From info that I have gathered for my Gen 6 rebuild: For all racing/performance applications that will NOT use an oil cooler but will maintain the stock oil filter location, you must remove the center by-p*** valve directly under the threaded oil filter adapter. Removing this valve eliminates three redundant right runs in the oil system. However, if you leave this by-p*** in place the oil system will still function as it was intended, but a loss of oil pressure can result from the four right angle turns required for oil to return to the main oil tunnel. Install only the one byp*** valve that is located next to the threaded adapter. This probably is not your issue here but, I would make sure the one relief valve is where it should be. I am not an expert, I did this on my motor with a very slight oil pressure rise. M. McF.
That thing should be makin at least 80 to 100 lbs oil presure you got a plug out somewhere. It will live on 20lbs but not advisable to run it
A 1/8" pipe plug above the oil filter. (same place as my 427 mark iv) do not know of any other place????
I see a byp*** type valve under the filter. Where is the other? I see the 2 cooler fittings, do i remove them to find it?
I would be looking for loose or missing galley plugs first. Like the ones behind the timing gear. Wouldn't hurt to pull the manifold and timing cover off to have a looksee.
May or may not help: http://books.google.com/books?id=XG...wAw#v=onepage&q=Gen V 502 oil gallery&f=false
You wil probably need to pull the engine back apart... I had one that the rear cam bearing was not installed correct and only had 20 psi. Installed correct it had 90 psi
Yeah it'll live on 20 psi. That's why I mentioned to start it.NOT RUN IT! Especially if it's got a roller cam then you don't have to rev the engine to break in the cam. Just let it idle. On most of my engines I tap the by-p*** and put in a threaded plug.I haven't had one fail but just do it because it makes sense. A 200 rpm drill motor won't reflect 2000+ rpms. I've seen loose engines idle at 20 and hit 80 at 4000 up,etc. Another thing I've done is remove the pan and sink the pick up in a coffee can with oil and spin the pump and watch the bearings to see which ones dribble and which ones pour. They should all dribble. I've seen scarred cam bearings cause internal leaks. The suggestion to rotate the crank every 90 degrees and see if there is a drop or spike is a good idea.

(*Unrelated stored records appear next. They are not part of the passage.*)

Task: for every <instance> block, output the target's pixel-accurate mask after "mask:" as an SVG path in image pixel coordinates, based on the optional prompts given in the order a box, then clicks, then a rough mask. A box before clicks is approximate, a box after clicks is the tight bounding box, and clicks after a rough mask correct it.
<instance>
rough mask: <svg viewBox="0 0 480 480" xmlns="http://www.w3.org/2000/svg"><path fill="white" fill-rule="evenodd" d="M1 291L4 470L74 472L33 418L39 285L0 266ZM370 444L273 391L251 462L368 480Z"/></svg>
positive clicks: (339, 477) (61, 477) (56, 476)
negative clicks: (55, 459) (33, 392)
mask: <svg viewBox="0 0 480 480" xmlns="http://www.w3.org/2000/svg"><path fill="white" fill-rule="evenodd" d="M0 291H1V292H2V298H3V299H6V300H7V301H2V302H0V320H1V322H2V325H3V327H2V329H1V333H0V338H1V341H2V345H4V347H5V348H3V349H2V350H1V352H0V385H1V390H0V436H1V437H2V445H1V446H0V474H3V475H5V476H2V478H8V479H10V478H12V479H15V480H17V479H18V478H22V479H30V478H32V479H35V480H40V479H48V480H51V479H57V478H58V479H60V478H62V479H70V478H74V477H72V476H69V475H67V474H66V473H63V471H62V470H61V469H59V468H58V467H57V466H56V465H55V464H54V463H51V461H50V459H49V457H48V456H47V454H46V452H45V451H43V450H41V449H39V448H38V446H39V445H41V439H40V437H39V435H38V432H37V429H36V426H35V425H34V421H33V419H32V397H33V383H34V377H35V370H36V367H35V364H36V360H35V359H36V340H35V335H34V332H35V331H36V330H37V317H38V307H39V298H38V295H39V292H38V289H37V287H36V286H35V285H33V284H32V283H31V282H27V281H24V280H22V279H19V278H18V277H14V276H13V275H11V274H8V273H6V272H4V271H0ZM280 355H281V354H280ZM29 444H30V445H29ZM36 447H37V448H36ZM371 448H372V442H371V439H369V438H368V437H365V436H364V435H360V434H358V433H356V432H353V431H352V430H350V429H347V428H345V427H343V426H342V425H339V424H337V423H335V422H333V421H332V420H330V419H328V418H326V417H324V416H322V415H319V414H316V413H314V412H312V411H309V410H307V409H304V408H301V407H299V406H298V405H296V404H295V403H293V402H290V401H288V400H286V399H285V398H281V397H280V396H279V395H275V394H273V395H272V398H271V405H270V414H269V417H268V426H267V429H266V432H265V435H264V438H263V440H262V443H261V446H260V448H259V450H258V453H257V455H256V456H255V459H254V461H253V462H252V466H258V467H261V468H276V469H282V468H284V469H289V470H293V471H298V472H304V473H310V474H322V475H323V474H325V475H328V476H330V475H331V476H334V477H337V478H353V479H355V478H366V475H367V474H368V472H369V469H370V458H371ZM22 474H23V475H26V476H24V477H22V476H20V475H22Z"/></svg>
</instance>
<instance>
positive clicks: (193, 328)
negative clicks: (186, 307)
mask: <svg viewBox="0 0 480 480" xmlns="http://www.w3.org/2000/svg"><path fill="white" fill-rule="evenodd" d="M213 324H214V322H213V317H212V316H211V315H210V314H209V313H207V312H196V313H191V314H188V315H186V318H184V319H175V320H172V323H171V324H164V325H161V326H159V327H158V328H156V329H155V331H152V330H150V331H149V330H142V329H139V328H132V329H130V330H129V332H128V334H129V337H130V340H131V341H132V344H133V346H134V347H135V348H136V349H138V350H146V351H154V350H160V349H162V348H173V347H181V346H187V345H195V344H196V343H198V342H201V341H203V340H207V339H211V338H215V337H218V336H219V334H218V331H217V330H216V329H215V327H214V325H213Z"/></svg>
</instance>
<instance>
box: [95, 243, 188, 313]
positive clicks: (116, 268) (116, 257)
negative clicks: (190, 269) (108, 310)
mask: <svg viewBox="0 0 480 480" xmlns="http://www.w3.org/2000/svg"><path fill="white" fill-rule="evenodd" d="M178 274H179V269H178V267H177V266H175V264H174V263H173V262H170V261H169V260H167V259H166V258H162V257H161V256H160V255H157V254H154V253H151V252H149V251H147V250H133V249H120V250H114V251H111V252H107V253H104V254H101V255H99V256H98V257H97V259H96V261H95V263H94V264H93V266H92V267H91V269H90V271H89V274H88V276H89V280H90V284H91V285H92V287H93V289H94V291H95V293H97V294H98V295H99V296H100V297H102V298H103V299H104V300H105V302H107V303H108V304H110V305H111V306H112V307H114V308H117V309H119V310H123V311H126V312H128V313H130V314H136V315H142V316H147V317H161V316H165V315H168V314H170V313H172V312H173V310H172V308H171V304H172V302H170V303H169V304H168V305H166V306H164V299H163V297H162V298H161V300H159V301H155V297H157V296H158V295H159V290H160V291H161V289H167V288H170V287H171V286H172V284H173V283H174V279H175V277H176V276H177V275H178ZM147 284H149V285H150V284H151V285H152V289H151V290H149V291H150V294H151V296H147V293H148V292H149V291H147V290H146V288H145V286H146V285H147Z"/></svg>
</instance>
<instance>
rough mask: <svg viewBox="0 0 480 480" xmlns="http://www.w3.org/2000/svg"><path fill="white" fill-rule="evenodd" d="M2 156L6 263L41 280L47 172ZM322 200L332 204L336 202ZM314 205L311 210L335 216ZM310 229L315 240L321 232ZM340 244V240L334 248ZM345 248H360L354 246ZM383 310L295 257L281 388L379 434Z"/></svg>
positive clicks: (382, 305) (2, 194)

Had the same problem with my 427 BBC. I ended up tearing the engine down and found the machine shop had installed the wrong rear cam bearing. The one they installed was for a 396 with solid lifter cam, and it had a groove in the center of the cam bearing. I pulled that and installed the correct bearing. It now runs at 45 psi at idle, and around 85 psi at cruising speed.
I would not run it at all. Most of the time it is simple thing that is over looked. What are you using as a primer? I had a Goodwrench SBC that gave me sort of the same B.S. but it turned out that my Black & Decker Pecker Wrecker drill was the problem so I fired the engine right up and drove it for another 100K. With a BBC you need to rotate it just to get oil up to the top by lining up the lifter oiling holes to the oil galley port.
There is also supposed to be a rubber o-ring under the rear main cap. make sure that is in place while you're at it.
Looks like you've most likely found your problem with the missing plugs. You said it has a Melling oil pump. Check to see if it's a normal pump without the anti-cavitation grooves in the cover and body above and below the gears. The part number will have a "C" suffix if you know the part number. The anti-cavitation pumps are intended for high RPM use only and produce minimal oil pressure - less than stock - at normal idle speeds. The SBC 555-C pump only makes 5-10 PSI at normal slow idle speeds. If this is a street engine, and you have that style of pump, replace it.